If you want information about your system on Linux, then these commands will help a lot

  1. pwd

    This command is short for 'print working directory', which is exactly what it does.

  2. hostname

    The machine that is currently being worked on is known as the local host. The command 'netconf' can be used to change the name of the local host and 'hostname' is used to print the local host's name.

  3. whoami

    As the name suggests, this command prints the user's login name.

  4. id username

    Unlike the above command, this one prints the user id of the user along with his group id, effective id and all the supplementary groups that are involved.

  5. date

    This command can be used for both printing and changing the date and time of the operating system.

  6. time

    The amount of time that a particular process is allowed to take can be changed using this command.
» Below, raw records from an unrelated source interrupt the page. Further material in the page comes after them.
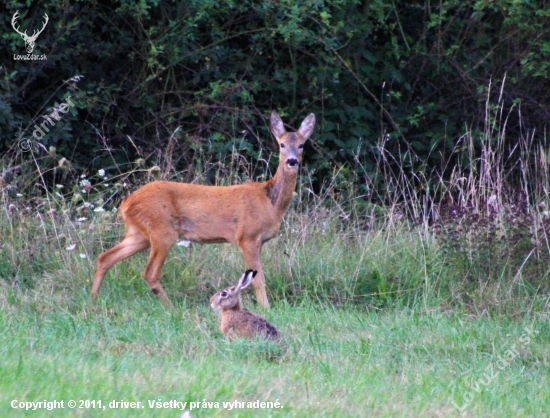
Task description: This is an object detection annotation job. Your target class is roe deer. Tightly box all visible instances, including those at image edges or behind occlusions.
[92,111,315,308]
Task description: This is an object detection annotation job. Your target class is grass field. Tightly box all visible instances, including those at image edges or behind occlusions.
[0,129,550,418]
[0,201,550,418]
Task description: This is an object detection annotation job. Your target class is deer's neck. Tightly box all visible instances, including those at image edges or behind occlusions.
[266,163,298,214]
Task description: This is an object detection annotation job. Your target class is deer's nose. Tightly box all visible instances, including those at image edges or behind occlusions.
[286,158,298,167]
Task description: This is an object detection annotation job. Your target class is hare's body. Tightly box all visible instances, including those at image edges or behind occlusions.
[210,270,281,341]
[221,308,281,341]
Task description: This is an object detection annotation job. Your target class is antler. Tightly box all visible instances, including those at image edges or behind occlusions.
[11,11,27,36]
[25,13,50,41]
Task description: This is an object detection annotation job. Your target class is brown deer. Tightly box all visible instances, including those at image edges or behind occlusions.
[92,111,315,308]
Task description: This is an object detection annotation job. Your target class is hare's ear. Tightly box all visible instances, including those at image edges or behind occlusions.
[237,270,258,290]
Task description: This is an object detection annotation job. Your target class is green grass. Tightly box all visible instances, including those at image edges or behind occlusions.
[0,133,550,418]
[0,290,550,417]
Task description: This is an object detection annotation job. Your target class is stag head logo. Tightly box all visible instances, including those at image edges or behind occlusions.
[11,12,49,54]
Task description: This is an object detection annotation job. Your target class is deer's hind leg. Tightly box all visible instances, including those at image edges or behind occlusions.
[92,227,149,300]
[143,232,178,307]
[239,240,269,309]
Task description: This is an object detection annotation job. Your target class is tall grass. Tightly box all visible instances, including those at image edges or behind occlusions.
[0,99,550,417]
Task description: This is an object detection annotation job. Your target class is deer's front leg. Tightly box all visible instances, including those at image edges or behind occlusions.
[239,240,269,309]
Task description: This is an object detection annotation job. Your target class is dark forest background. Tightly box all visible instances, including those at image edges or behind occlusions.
[0,0,550,203]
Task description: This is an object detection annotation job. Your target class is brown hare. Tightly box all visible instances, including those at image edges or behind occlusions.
[210,270,281,342]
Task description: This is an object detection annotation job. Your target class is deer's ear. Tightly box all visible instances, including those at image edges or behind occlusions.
[298,113,315,139]
[270,111,286,140]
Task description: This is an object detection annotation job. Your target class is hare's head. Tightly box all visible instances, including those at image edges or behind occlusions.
[210,270,258,311]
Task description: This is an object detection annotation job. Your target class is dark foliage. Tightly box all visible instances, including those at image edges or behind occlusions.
[0,0,550,197]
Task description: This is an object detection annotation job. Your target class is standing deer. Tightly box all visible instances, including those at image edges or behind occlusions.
[92,111,315,308]
[11,12,50,54]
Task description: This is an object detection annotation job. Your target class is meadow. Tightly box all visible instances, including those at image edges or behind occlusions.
[0,128,550,418]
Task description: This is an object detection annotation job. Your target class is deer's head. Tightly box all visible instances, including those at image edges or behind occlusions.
[11,12,49,54]
[271,111,315,170]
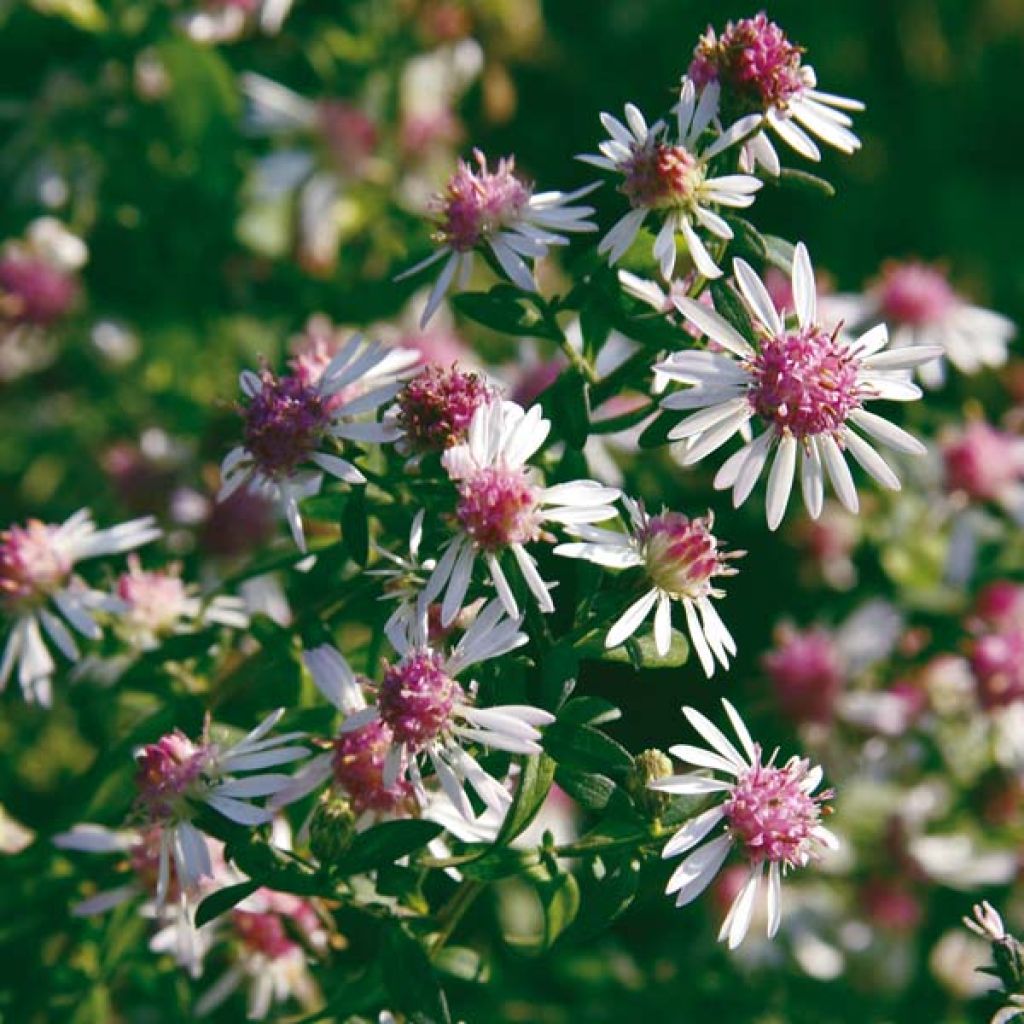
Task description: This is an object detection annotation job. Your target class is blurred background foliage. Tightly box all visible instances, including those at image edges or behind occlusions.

It's different from the date command.

  7. who

    This command tells the user who all are logged into the machine.

  8. rwho -a

    This is the same as the above, but it tells you the users that are logged into the network. In order for this to run, the rwho service has to be enabled.

  9. finger user_name

    This command gives the system information of a particular user.

  10. last

    This one gives a list of users that were last logged in to the system that you are using.

  11. history | more

    As the name suggests, the history command shows the previous commands that had been executed on the account that you are on. The | more is used to make the display stop whenever the screen is full.

  12. uptime

    This command gives you the time elapsed after the last reboot.

  13. ps

    The print status command lists the processes that are being run on the system by the user.

  14. ps axu | more

    This lists all the processes that are running.

  15. top

    This command keeps on listing the processes that are running currently.

  16. uname -a

    This command stands for Unix name with option 'all'. It displays all the information about your local server.

  17. free

    This gives information about available memory, which is displayed in kilo bytes.

  18. df -h

    This one gives information about the file systems in a form that is understandable outside the machine.

  19. du / -bh | more

    This command starts at the root level and prints the disk usage information for each subdirectory available.

  20. cat /proc/cpuinfo

    There is a file called cpuinfo and this command shows the content in it.

  21. cat /proc/version

    This command will tell you the Linux version that you are using and then some other information as well.

  22. cat /proc/filesystems

    This command is responsible for showing the type of file systems, which are being used currently.

  23. cat /etc/printcap

    This command can be used to see the printer setup.

  24. lsmod

    This command should be used when you are a non-root user for the system. It shows the Kernel modules.